Sir, Cheminsky teaches at USC Law, was one of my favorite teachers there. It's good to see his insights, while his views are often more liberal than mine(and most of those at 'SC) he is widely considered one of the leading Con Law experts, even if he teaches at a non-East Coast school.:)
As I stated, the fear I have is the 70% or so I see in the polls eager to give up some personal freedom or civil liberties. The question is usually so slanted, i.e. "Would you be willing to give up some personal freedom to be safer?" that it basically provides the intended answer. What's the option? Stay the same, well that must mean I am unsafe...Hmm, why of course I'll give up civil liberties!
That's the worry, and such thinking will do more damage than all the bombers and hi-jackers combined.

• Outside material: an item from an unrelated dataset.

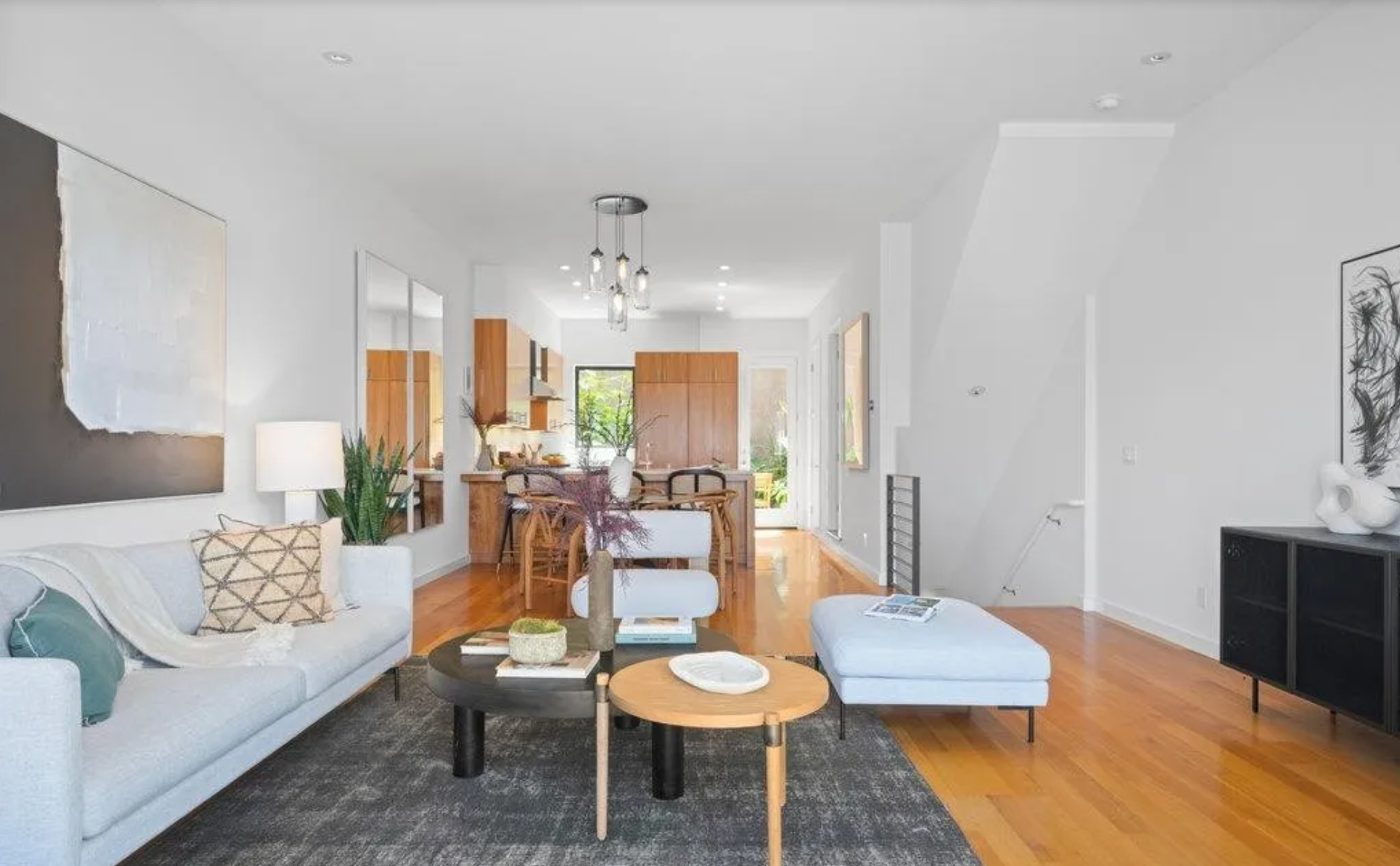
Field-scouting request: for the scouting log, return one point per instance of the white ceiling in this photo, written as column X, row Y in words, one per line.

I had some experience at the US Atty's office, if one wants to take a car away from a Crystal Meth dealer I am the man, and I can say with my limited experience the issue we need to face is sharing of info by disparate governmental sources. Way too much fiefdom-thinking even in our own halls of govt...
One can safely assume that there was much data on a majority of these perps, and that agencies were not sharing info as they could/should. My hope is that is the outcome of all this, that we see Ridge or whomever mandating the sharing of info. That will go a lot further than much of the measures I have seen offered today and recently.
I do fear a lot of law enforcement will try and sidestep their failure in countering the possibility of something like the current attack by requesting more powers historically denied them. The one exception I have would be the ability to "tap" a person versus one static phone number. Much of the other ideas (foreign sourced surveillance, national ID cards, omnipresent CC cameras) scare the mojo out of me.
Let's keep the country we have, otherwise why try and protect it? Worries me when we start the "lose a few civil liberties" talk.